Legendary Southern Fried Chicken

Does anyone else find fried chicken totally irresistible? My mouth is watering just writing this. I love fried chicken. I share this passion with my wife, which means that many of our meal choices involve that delectable fowl. Over the years we have collected a surprising number of recipes for preparing chicken for the table. As I think through my mental list of family chicken dishes, I can’t think of one that I don’t just adore.

For instance, the chicken and rice dish we had for dinner last night is not technically “fried chicken,” but I put it in the same category. There were succulent pieces of chicken floating on top of a scrumptious bed of savory rice. Oh my friends, it was an offering worth of heaven. Fortunately, heaven was not too hungry last night so we ate it on their behalf and it tasted—heavenly.

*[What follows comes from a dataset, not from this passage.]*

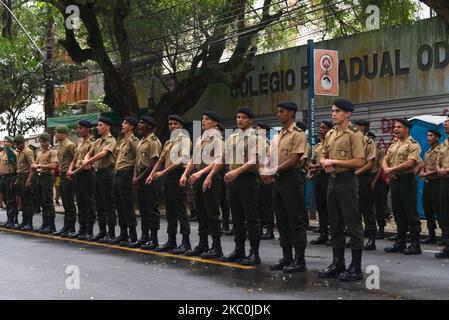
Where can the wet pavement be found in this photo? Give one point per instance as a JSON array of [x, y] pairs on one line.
[[32, 267]]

One of the things we had in our mind as we migrated south to Georgia was the opportunity to eat some legendary southern fried chicken. Ironically it has not been that easy to find. Georgia ranks fifth in the nation in chicken production according to my quick Internet search. That would seem to be auspicious for fried chicken lovers, right? Wrong! Evidently frying up a chicken the old-fashioned way is no longer chic. Now you have to filet the breast, coat it in some kind of secret batter, deep fry it, and then serve it on a bun or in a variety of finger-friendly shapes.

I went into a locally owned restaurant that advertised southern-style food to order take-out. I ordered the fried chicken meal they had fancily chalked on their specials board. I said that I preferred dark meat.

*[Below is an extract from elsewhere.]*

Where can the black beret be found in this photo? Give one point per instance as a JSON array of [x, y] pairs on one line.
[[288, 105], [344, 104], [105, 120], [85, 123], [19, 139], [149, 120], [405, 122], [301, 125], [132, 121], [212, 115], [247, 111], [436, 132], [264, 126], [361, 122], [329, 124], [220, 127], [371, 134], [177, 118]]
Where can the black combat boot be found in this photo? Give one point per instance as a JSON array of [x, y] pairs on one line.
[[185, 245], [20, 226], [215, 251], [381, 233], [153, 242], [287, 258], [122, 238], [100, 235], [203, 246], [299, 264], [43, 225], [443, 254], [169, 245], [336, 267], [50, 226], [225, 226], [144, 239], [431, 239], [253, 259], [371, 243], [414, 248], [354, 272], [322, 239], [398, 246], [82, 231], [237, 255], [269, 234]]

“Oh sir,” the polite fellow behind the counter said, “our chicken special is a breast filet served on a bed of rice.”

See what I mean? Incidentally, the deep-fried prawns from that restaurant were fabulous. But our hunt for the truly legendary southern fried chicken had to continue.

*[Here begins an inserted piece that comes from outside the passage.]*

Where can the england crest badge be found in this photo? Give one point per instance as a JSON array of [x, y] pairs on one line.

On a tip, I pursued my search for southern fried chicken at the local Publix grocery store. After several minutes of socially distanced waiting in line at the delicatessen counter, I asked the server for an eight-piece order of dark chicken. When I looked down at what was under the glass on the counter, I only saw tiny bits of deep-fried popcorn chicken and long thin chicken strips. I thought I was going to have to go for the deep-fried shrimp again, but the kind fellow led me to a self-serve warmer case where I could get a box of dark chicken pieces that were indeed fried. They weren’t any different from the boxes we grabbed from Hyvee in Sioux Falls back in the Midwest. Good enough, but the hunt for legendary southern fried chicken continues.

I’m still mystified by the trend to only offer breast filets at so-called chicken restaurants. My current theory is that many people don’t really know what a chicken is. They think that when you cook a chicken it collapses into a flat piece of white meat or falls apart into little chunks. They did not get my early education in this matter.

During my growing up years, my family used a number of methods for supplying meat for the hungry people who gathered at our dinner table. During my first-grade year in school, my parents took on a daring venture in this vein by purchasing 200 tiny chicks. I distinctly remember the difficulties of raising them. For example, we needed to install a warming hood so they wouldn’t freeze in the capricious March weather in Idaho. Keeping them fed and watered was a constant chore. Cleaning the pen was a regular task so that the manure didn’t ball up on their little feet dragging them down to be trampled by their pen mates. Chickens, in spite of the usual connotations about their name, can be quite fierce, callous, and deadly to each other.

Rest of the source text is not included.